On se rend rapidement compte que ce titre de Tuskegee ghost a une double signification. Chronologiquement, c’est d’abord le nom de combat de Robert Hoffmann dans l’escadrille, et c’est ce fantôme qui est représenté sur le nez de son appareil. Les auteurs ont ainsi fait un clin d’oeil au Nose art, ces peintures qui ornaient le nez des avions de la Seconde Guerre mondiale, ainsi que l’ont illustré le film Memphis Belle de David Puttman en 1990, ou les bandes dessinées de Yann et Hugault comme la série Angel Wings (2014 – 2023).
Habilement, ce terme de ghost caractérise également dans cet opus, le traumatisme et la culpabilité qui pourrissent le présent du garagiste de Montgomery.
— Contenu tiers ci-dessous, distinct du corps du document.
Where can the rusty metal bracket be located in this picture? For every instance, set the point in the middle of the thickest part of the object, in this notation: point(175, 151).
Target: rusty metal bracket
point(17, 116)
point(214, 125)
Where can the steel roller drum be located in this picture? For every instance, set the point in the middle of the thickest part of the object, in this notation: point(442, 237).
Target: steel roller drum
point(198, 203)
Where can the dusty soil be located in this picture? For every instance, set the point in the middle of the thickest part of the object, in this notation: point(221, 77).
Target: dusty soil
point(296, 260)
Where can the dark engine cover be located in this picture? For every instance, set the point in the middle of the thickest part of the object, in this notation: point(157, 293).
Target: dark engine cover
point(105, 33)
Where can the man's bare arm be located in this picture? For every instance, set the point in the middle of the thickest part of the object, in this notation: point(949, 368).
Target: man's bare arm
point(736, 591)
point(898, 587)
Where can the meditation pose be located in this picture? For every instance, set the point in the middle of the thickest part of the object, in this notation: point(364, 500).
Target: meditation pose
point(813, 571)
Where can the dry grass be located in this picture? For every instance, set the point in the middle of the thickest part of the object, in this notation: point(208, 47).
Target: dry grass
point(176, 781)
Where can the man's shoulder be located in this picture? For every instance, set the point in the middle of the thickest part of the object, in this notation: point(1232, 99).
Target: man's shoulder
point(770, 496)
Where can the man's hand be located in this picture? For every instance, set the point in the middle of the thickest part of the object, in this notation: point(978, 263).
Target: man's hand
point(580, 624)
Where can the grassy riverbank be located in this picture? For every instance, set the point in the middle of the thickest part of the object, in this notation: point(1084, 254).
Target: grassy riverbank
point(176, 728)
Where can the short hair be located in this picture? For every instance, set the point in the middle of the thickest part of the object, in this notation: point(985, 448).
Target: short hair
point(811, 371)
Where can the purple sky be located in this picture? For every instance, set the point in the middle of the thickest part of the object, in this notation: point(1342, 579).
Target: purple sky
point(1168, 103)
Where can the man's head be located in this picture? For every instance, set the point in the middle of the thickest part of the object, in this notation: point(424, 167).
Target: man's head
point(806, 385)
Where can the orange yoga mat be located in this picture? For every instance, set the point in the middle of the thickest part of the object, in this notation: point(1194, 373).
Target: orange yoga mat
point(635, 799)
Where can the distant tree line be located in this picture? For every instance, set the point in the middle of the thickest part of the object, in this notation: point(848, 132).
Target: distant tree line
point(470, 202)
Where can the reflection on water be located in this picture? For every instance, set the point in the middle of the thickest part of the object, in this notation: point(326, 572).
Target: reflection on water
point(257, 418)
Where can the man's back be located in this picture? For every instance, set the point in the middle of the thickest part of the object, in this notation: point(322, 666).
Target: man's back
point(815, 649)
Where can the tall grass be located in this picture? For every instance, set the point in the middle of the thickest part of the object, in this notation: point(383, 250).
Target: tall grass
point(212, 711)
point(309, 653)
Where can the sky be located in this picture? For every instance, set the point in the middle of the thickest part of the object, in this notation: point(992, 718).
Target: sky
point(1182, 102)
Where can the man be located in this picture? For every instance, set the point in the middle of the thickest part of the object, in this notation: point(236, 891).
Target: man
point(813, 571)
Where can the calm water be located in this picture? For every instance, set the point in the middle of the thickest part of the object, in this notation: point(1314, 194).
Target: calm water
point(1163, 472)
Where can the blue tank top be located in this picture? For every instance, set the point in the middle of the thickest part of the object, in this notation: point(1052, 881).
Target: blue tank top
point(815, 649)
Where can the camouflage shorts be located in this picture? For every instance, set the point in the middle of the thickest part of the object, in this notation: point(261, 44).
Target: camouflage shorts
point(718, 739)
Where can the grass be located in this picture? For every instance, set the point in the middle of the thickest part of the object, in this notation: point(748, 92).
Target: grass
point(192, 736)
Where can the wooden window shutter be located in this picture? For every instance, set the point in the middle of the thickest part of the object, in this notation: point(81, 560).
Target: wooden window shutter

Cette culpabilité pourrait être double. En premier lieu Robert Hoffmann n’a pas réussi à sauver son ami et ailier Lucius, ce qui a causé le refoulement et le clivage du souvenir de cet épisode traumatique.
Il y a également une seconde culpabilité, qui n’est pas souligné dans l’album. Robert et Lucius ont désobéi aux consignes formelles de leur chef d’escadrille de ne pas s’écarter des bombardiers à protéger. En effet, quand on regarde le film d’Anthony Hemingway, on se rend compte que cette protection des bombardiers est un titre de gloire des Tuskegee Airmen. Car, au contraire de leurs homologues blancs, les pilotes noirs ne se laissaient pas distraire de leur mission principale de protection des bombardiers en évitant les pièges montés par les pilotes allemands.
Cette notion de fantôme peut aussi bien s’appliquer aux déguisements des membres du Klu Klux Klan, qui se ruent dans leurs véhicules vers le domicile de Robert Hoffmann. En effet, si la ségrégation a été abolie en 1948 dans l’armée américaine, elle persiste encore dans les années 1970 dans la société civile des Etats du Sud. C’est ce que symbolisent les planches décrivant l’arrivée des véhicules du Klu Klux Klan face au domicile de Robert Hoffmann (p.32-33 du tome 2).
Puisque nous en sommes à la description de la culture ségrégationniste, ne faut-il pas s’interroger sur le terme Kaffirs utilisé par un membre du Klu Klux Klan à la planche 6 du tome 2 ? Ce terme désigne bien les noirs, mais dans le langage raciste d’Afrique du Sud. Kaffirs est une variante afrikaan de « cafres », appellation générique des populations noires d’Afrique du Sud. Ce vocable sud-africain fait-il partie des termes réellement utilisés à cette époque et à cet endroit par les racistes du Klu Klux Klan de l’Alabama ?
On ne peut pas résister au plaisir de parcourir ces deux albums à l’histoire haletante et pleine de rebondissements, et au graphisme en couleur directe très expressif et chatoyant. Cette illustration de l’imbrication entre passé et présent ne peut que conquérir les lecteurs intéressés tant par l’histoire de l’aviation que par celle des mentalités.
Tuskegee Ghost T1. Benjamin Von Eckartsberg (Scénario). Olivier Dauger (Dessin et couleurs). Paquet. 56 pages. 15 euros.
Tuskegee Ghost T2. Benjamin Von Eckartsberg (Scénario). Olivier Dauger (Dessin et couleurs). Paquet. 56 pages. 16,50 euros.